1. Field of the Invention
Embodiments of the invention described herein pertain to the field of computer systems. More particularly, but not by way of limitation, one or more embodiments of the invention enable a multi-user document editing system and method enabling multiple users to simultaneously edit a document associated with a database.
2. Description of the Related Art
Current document sharing systems lack an effective mechanism for enabling multiple users to simultaneously edit a given document associated with a database and observe and control with a fine level of granularity modifications occurring on the document. Instead document-sharing systems that provide layout manipulation on more than one system generally allow one user at a time to edit a given document. Examples of such products include desktop publishing and word processing programs. If one person is already using a document that is available on a shared resource other users that wish to also edit the document must wait for one another to finish editing before access to the document is permitted. Some document sharing systems rely on an underlying database to lock the document, however database systems that lock data on a record-by-record basis generally enabled serial editing but do not permit users to work efficiently in parallel.
Current systems may provide a read only view for example of data and/or deny an update when another user has locked a record. Since the underlying architecture of existing document sharing systems is document oriented and tied to the architecture of the database, these systems fundamentally fail to provide multi-user simultaneous editing. In addition, since many document sharing systems utilize presentation data that is intermixed with the data content itself, large numbers of records must be updated when changing simple formatting. When the number of users waiting to edit a document or portion thereof becomes high enough, the cost associated with producing a large enough document using this inefficient serial editing process makes publication too resource intensive for many organizations.
By breaking a document into various sub-documents, the problem can broken into a smaller set of problems. However, if one user decides to change the layout of a sub-document and the other users editing the other sub-documents do not, then the overall look and feel of the document becomes disjointed and inconsistent. An inconsistent look and feel of a document is generally not desired. For example, a product catalog that has some sections in one font and another set of sections in another font is generally not desired. Maintaining the overall consistency of a document becomes unwieldly when the number of sub-documents grows. Therefore, although the problem is seemingly solved by breaking a document into smaller pieces, other problems related to consistency and maintenance arise.
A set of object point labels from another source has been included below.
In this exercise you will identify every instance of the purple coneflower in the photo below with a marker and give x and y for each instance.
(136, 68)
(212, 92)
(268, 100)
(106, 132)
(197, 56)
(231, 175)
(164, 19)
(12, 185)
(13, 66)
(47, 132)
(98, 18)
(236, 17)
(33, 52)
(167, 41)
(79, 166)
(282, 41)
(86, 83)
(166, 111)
Typical desktop publishing programs such as QUARKXPRESS® do not permit multiple users to simultaneous edit the presentation and content data. Whiteboard programs and instant messaging programs exist that allow multiple users to input data simultaneously to a common area that is generally delimited on a line by line or color basis per user. However, these programs are not associated with persistent data and the data that is altered by each user is generally edited locally before being added to the multi-user area of the associated program. Such programs are not capable of handling enterprise level publication data that requires robust persistence in a production environment and involves complex presentation layering of data.
Traditionally, shared document control systems permit viewing, or “checking out” a complete document by a single user. Once checked out, a document is “locked” and may be edited only by one person at a time. An example of this is MS SOURCESAFE™, a system that allows multiple users to check out a document and simultaneously edit a document, referred to as CVS or “Concurrent Version System”. This system merges changes back into the repository on a line-by-line basis after a particular user has checked in a document. Each user cannot see the changes that another user makes until all users have checked the file back into the repository. When two users check in a document where both users have changed the same portion of a file, a “collision” occurs, which requires time consuming review of the changes to determine which change (if either) should be retained. Since each user has his or her own local copy, changes that one user makes are not visible to the other user while the first user is in the process of making the changes. In addition, since CVS is generally used for change control with respect to software source code, it is generally more suited to content manipulation rather than presentation manipulation.
For at least the reasons described above there is a need for a multi-user document editing system and method that allows for users to simultaneously modify the presentation of a document simultaneously, or “in parallel.”